Many American farmers anticipated that their main customers would resume buying crops, but Tanner Emke, chief economist for Corbank’s grains and oilseeds, pointed out that right now, China has little reason to buy U.S. soybeans. Interestingly, they’ve stockpiled a lot already after importing heavily from Brazil and other South American nations this year. The existing prices for U.S. soybeans remain higher than Brazilian, which doesn’t help, of course.
“We’re still far from the numbers being discussed in the U.S.,” Emke stated.
As for the Chinese government, they haven’t officially confirmed any specifics. They’ve only indicated that an “agreement” to boost agricultural trade was reached.

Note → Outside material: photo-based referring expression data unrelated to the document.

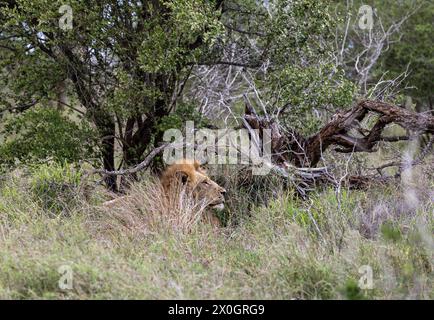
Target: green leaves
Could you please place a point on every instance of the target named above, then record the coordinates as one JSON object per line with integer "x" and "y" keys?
{"x": 42, "y": 134}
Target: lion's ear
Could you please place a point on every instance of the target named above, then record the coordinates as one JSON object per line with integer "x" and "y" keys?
{"x": 196, "y": 165}
{"x": 181, "y": 176}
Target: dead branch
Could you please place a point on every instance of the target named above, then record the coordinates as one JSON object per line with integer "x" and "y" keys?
{"x": 344, "y": 132}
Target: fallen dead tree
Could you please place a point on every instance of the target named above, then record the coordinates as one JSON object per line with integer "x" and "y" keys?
{"x": 345, "y": 134}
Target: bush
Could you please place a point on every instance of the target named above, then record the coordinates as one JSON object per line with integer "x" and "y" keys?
{"x": 55, "y": 186}
{"x": 45, "y": 133}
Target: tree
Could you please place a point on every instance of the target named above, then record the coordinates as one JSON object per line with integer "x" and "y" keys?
{"x": 126, "y": 63}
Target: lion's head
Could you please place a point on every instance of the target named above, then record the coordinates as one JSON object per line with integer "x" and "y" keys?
{"x": 190, "y": 174}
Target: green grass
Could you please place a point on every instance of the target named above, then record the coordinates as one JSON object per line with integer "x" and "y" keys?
{"x": 286, "y": 249}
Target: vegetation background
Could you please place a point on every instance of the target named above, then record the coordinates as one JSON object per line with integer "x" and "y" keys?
{"x": 101, "y": 94}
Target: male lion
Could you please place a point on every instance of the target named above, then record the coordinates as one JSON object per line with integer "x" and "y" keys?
{"x": 197, "y": 184}
{"x": 182, "y": 183}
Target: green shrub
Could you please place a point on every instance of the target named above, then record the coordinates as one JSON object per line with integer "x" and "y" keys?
{"x": 54, "y": 186}
{"x": 45, "y": 133}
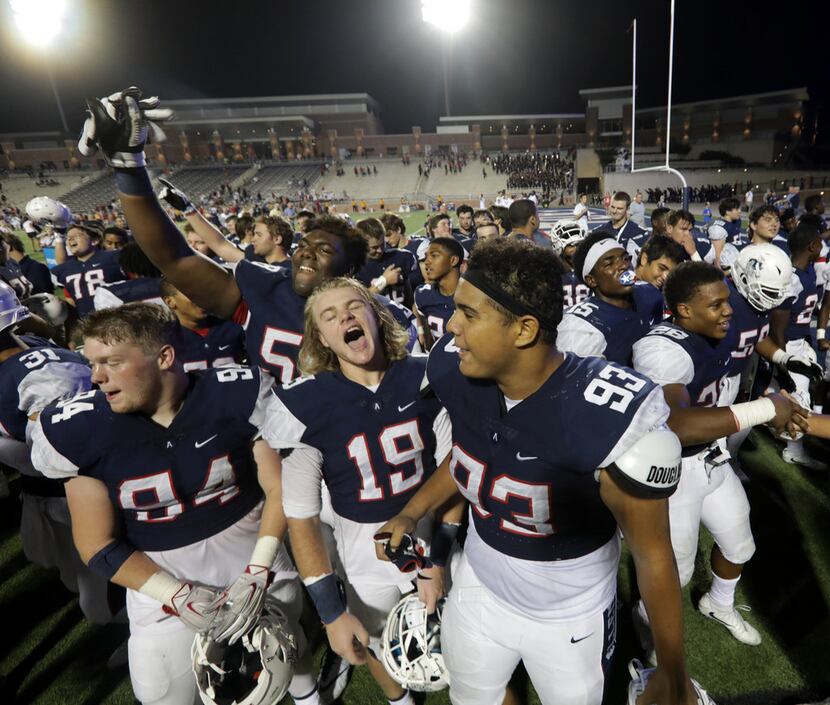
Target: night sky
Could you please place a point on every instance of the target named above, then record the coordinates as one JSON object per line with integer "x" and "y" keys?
{"x": 516, "y": 56}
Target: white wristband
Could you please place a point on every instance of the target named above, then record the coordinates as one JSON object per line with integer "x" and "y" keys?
{"x": 779, "y": 357}
{"x": 162, "y": 587}
{"x": 753, "y": 413}
{"x": 265, "y": 551}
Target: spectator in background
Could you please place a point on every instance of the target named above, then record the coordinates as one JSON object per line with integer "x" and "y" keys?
{"x": 637, "y": 210}
{"x": 36, "y": 272}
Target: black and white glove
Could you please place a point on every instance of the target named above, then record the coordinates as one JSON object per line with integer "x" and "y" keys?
{"x": 121, "y": 124}
{"x": 175, "y": 198}
{"x": 799, "y": 364}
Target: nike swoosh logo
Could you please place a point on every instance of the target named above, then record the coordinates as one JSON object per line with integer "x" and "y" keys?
{"x": 204, "y": 443}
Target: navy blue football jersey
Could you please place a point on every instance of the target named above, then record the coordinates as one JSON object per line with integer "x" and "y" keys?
{"x": 218, "y": 344}
{"x": 598, "y": 328}
{"x": 801, "y": 303}
{"x": 144, "y": 289}
{"x": 671, "y": 355}
{"x": 378, "y": 447}
{"x": 529, "y": 473}
{"x": 573, "y": 290}
{"x": 171, "y": 486}
{"x": 81, "y": 279}
{"x": 750, "y": 327}
{"x": 34, "y": 378}
{"x": 401, "y": 292}
{"x": 649, "y": 301}
{"x": 435, "y": 307}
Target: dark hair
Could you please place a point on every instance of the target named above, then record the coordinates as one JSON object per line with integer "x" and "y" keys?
{"x": 529, "y": 274}
{"x": 728, "y": 204}
{"x": 658, "y": 246}
{"x": 582, "y": 248}
{"x": 812, "y": 202}
{"x": 520, "y": 212}
{"x": 243, "y": 225}
{"x": 393, "y": 222}
{"x": 132, "y": 260}
{"x": 685, "y": 279}
{"x": 676, "y": 216}
{"x": 452, "y": 247}
{"x": 501, "y": 214}
{"x": 354, "y": 244}
{"x": 372, "y": 228}
{"x": 432, "y": 223}
{"x": 800, "y": 239}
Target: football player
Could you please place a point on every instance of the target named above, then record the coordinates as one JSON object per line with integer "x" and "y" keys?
{"x": 689, "y": 358}
{"x": 266, "y": 300}
{"x": 84, "y": 266}
{"x": 434, "y": 303}
{"x": 32, "y": 375}
{"x": 388, "y": 270}
{"x": 564, "y": 237}
{"x": 170, "y": 503}
{"x": 790, "y": 326}
{"x": 537, "y": 579}
{"x": 611, "y": 320}
{"x": 206, "y": 341}
{"x": 361, "y": 426}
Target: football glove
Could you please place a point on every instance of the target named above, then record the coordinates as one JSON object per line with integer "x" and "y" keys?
{"x": 244, "y": 604}
{"x": 175, "y": 198}
{"x": 121, "y": 124}
{"x": 197, "y": 606}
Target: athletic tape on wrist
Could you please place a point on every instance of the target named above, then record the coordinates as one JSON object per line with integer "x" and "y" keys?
{"x": 328, "y": 595}
{"x": 110, "y": 558}
{"x": 753, "y": 413}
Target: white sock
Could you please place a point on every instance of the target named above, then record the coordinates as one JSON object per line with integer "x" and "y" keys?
{"x": 722, "y": 591}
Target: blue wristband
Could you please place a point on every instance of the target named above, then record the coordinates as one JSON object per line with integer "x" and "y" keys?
{"x": 133, "y": 182}
{"x": 110, "y": 558}
{"x": 329, "y": 597}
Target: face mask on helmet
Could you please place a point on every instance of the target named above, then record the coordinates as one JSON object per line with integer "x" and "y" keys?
{"x": 256, "y": 670}
{"x": 762, "y": 275}
{"x": 411, "y": 646}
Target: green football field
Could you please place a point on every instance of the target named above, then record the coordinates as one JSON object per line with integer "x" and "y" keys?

Emke suggested that even if China did promise purchases, it might only proceed if the prices were favorable.
President Trump stated that his team had discussions with Chinese officials who indicated they would buy more soybeans, although he didn’t clarify how much that would be.
“They’re going to buy a lot of soybeans, not just a few,” he told reporters, yet China’s tariffs on U.S. beans remain steep at around 24%, even if they did see a 10-point reduction after the summit.

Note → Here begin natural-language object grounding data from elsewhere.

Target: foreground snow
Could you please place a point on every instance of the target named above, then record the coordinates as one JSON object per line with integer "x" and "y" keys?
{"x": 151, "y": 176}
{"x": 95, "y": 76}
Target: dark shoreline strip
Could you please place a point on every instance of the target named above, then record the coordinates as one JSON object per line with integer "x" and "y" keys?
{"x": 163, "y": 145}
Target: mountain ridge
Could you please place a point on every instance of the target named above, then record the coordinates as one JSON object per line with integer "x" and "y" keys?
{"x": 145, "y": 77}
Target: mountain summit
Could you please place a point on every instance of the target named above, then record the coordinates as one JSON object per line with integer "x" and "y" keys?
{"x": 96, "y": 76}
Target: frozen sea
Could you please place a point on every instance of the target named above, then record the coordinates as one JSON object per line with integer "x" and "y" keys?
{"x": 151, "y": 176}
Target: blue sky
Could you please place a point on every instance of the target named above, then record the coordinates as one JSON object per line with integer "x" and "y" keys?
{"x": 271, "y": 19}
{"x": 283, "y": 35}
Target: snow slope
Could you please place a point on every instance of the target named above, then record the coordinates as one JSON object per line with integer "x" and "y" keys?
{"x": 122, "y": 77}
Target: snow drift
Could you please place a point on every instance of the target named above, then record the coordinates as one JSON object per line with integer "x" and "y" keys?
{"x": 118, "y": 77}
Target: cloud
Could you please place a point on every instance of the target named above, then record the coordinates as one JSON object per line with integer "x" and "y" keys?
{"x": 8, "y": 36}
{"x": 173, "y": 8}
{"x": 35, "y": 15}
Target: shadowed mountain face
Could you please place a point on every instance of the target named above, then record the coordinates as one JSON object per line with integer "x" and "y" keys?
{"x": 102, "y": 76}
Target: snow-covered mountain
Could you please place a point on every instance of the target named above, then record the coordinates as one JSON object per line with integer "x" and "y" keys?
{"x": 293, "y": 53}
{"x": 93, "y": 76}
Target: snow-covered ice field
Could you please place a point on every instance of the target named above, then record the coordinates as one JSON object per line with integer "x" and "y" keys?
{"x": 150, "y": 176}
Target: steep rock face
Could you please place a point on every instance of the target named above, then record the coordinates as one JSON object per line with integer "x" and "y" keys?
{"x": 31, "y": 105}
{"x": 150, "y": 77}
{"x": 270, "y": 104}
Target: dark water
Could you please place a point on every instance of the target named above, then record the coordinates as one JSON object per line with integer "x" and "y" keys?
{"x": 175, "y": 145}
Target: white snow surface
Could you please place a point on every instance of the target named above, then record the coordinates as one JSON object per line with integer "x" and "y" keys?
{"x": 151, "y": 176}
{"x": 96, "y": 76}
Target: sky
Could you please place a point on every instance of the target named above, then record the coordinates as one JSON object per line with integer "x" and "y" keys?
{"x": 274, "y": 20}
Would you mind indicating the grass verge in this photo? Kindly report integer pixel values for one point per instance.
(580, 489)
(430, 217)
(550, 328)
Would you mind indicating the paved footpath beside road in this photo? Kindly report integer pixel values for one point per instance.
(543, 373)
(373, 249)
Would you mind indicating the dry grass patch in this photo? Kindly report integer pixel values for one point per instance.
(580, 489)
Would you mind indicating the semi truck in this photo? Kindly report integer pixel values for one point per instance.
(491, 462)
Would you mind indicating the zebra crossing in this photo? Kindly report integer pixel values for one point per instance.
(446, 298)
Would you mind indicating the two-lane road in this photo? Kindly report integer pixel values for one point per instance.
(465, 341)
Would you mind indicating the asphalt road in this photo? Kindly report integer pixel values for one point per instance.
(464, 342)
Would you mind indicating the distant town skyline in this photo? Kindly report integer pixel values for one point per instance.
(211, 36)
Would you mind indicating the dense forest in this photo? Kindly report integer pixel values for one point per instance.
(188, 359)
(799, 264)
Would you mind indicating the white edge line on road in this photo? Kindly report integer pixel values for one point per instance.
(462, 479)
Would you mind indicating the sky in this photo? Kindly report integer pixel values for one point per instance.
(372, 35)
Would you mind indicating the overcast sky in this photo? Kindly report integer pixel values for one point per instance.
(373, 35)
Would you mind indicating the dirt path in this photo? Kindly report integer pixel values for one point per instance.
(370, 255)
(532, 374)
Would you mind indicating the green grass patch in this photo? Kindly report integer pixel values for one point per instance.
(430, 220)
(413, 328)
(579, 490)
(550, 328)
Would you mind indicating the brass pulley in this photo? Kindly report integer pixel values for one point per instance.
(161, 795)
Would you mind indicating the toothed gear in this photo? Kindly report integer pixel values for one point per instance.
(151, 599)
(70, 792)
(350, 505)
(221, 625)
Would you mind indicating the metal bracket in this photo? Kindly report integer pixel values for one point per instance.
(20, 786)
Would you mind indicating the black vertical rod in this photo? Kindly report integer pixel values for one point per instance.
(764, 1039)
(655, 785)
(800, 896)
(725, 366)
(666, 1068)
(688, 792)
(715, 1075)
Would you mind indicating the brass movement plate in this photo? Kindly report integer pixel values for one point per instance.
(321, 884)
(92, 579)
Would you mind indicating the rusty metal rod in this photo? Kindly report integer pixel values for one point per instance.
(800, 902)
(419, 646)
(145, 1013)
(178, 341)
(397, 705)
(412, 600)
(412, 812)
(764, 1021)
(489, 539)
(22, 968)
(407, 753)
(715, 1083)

On Friday, the price of soybeans dropped by 23 cents to $11.24 a bushel. Emke remarked that the market seemed taken aback by the diminished Chinese demand reflected in the most recent USDA report. Prices, however, remain above where they were prior to the deal, around $10.60 per bushel. Without notable new purchases, though, it seems probable that prices will continue to decline.
In conjunction with signing the trade agreement, President Trump had promised farmers an aid package to help cope with the ongoing trade conflict with China. This aid is currently on hold amid the government shutdown, leaving uncertainty about whether such support will materialize as it did during his initial term.
Farmers have been through challenging times before. Back in 2020, following a trade pact, China began to purchase substantial amounts of U.S. agricultural goods. However, the onset of the coronavirus pandemic disrupted trade, leading to a significant decline in U.S. agricultural exports to China despite hitting record highs in 2022.
Interestingly, even in light of China’s typical purchases—amounting to around a quarter of U.S. soybean production—prices are marginally higher than last year. This can be attributed to steady domestic demand driven by a rise in biodiesel production, even though this year’s soybean harvest is expected to be somewhat lower.
Yet, many farmers are grappling with rising costs across the board—fertilizers, seeds, equipment, and labor—all affecting their profit margins. Caleb Ragland, president of the U.S. Soybean Association and a farmer from Kentucky, expressed concern that many farmers could face severe financial difficulty without substantial purchases or support from the government.
Ragland remains hopeful for Chinese purchases but admits it’s hard to be certain given the low sales figures reported so far.
“I don’t want to assume they won’t follow through. But it’s going to be a relief when the soybeans are delivered, and the payment is finalized,” Ragland commented.
China is the world’s leading soybean buyer, having spent over $12.5 billion on U.S. soybeans from a total of about $24.5 billion exported last year.
However, with the imposition of tariffs by President Trump, China halted U.S. soybean imports and turned its attention toward South America. Before this trade conflict began, U.S. exports accounted for over 70% of China’s soybean imports, a figure that has since plummeted to around 21%, according to data from the World Bank.
Ragland noted that all the dealers he’s spoken with are raising prices for the next year, indicating that pressure on farmers is likely to persist.
“We’re still anticipating significant losses, and there’s still much uncertainty moving into fiscal 2026,” he remarked.